Reaching for the moon

Wright State electrical engineering major Eric Harris uses lunar photography to capture the nightly dance of Earth’s closest neighbor

Eric Harris, a freshman electrical engineering major at Wright State, photographs the moon almost every night and plans to capture images of every full moon for the next 16 years. (Photo by Erin Pence)

Eric Harris, a freshman electrical engineering major at Wright State, photographs the moon almost every night and plans to capture images of every full moon for the next 16 years. (Photo by Erin Pence)

For a 9-year-old boy, it was a night to remember.

Sick with worry about his 11-year-old sister, who was seriously ill and being treated in the intensive care unit of a local hospital, Eric Harris happened to glance up at the night sky in his Milford, Ohio, neighborhood and saw something that would change his life.

The moon in reddish hues was rising and beginning to go into what would become a total lunar eclipse.

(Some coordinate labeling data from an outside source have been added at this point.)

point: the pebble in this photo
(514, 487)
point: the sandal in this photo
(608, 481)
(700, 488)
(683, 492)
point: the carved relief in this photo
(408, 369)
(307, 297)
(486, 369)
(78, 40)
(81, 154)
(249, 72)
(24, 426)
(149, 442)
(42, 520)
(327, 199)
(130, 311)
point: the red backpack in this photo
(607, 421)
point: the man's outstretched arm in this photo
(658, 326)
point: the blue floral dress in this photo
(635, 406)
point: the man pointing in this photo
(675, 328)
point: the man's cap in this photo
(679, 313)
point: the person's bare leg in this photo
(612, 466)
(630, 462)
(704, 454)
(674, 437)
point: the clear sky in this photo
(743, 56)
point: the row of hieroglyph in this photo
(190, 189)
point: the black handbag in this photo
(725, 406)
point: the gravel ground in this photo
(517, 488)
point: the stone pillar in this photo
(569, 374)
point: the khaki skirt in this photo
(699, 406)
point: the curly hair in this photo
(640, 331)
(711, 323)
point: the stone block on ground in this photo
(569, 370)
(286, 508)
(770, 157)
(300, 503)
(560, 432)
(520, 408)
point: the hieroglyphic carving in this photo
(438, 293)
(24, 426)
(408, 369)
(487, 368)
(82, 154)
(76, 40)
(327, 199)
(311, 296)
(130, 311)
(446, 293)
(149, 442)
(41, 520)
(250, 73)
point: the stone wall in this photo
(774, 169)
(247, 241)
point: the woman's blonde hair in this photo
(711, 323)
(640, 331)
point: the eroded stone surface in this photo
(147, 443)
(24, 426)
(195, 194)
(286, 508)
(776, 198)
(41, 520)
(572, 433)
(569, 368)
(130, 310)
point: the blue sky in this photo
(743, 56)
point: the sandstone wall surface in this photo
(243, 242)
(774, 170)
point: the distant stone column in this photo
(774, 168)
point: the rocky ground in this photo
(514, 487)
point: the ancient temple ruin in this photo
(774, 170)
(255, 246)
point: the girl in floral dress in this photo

For the next three hours, Harris was mesmerized.

“It was the most beautiful thing I had ever seen — amazing colors and shadings of the moon and shadow,” he recalled. “I’ve been trying to capture that scene again for years and years and years and still haven’t done it.”

That night of Feb. 20, 2008, ignited Harris’ passion for lunar photography. And today, the freshman electrical engineering student follows that passion at Wright State University and is working to start a college astronomy club.

Harris began taking photos of the moon in 2010, using a point-and-shoot camera he placed in the eyepiece of his telescope. But the quality wasn’t very good. So he later invested in a better telescope, a Bushnell optics scope that made his photographs much sharper.

“I took some of the greatest pictures I’ve ever taken two years after I took my first picture,” he said.

But his best series of photos were of the so-called “Blood Moon” — the total lunar eclipse of October 2014.

“I got to shoot a picture as the moon set behind the trees in full color,” he said. “And I got to take enough pictures so you could watch it go down as the terrain lit up.”

The photos currently hang in frames at the Harris family home in Milford, just east of Cincinnati.

Harris was attracted to Wright State because of its size. He felt it was a school where he would be noticed and not just be a number.

“And I came to Wright State looking for people who would be interested in what I do as a person,” he said.

Harris chose to major in electrical engineering because it will put him on a path to an aerospace career but also give him other options.

“In such a school as Wright State — we’re right next to an Air Force base — I think the best choice for me is an engineering major that can get me toward aerospace and get me toward space exploration,” he said.

Harris takes photos of the moon nearly every night just outside his Honors dorm. One of his goals is to “animate” the universe, revealing it in ways that can’t be perceived by the human eye.

“The cycle of phases of the moon is not something people see on a minute-to-minute basis. They see it on a day-to-day basis,” he said. “So what can I do to make this more visible to people? I take a picture every night that I can, string them together, and what you get is the moon waxing and waning in a beautiful cycle that repeats every single month.”

The photos of the moon on Harris’ laptop pulse in a hypnotic dance as he mouse clicks through its phases. He hopes to photograph the moon through its entire draconic cycle, which takes more than 18 years. So far, he has photographed the moon for 22 consecutive months.

“The moon is a spherical object, and it doesn’t quite always point the same part of itself towards Earth; it wobbles just a bit,” Harris said. “The cycle for the moon to go back the same way it was going before — or for two full moons to be the exact same — takes 18.6 years. So if I document every full moon for 18.6 years, I would have cataloged that. No person has ever taken a picture of the full moon every single time for 18 years.”

Harris’ enemy is cloud cover.

“The most challenging thing I can think of is to try to shoot a picture of the moon when they tell you there’s just going to be a small chance that clouds will clear out for an instant,” he said. “I’ll stay up for hours.”

Harris has studied astronomy atlases and follows social media groups and bloggers from around the world who produce images of the moon. His dream job following graduation would be with NASA’s high-flying observatory, which has an infrared telescope that enables astronomers to peer deep into the heart of the universe.

Conventional telescopes allow scientists to use visible light to see the night sky, but they can’t see everything because of cloud cover or distances. Infrared telescopes enable scientists to see through things and see greater distances. And by flying at between 39,000 and 45,000 feet, the telescope is above the water vapor in the atmosphere and can see even farther.

“I want to do something that puts a telescope high enough to be able to see many more things than we could on the ground, but still good enough for the average person to be able to see,” Harris said.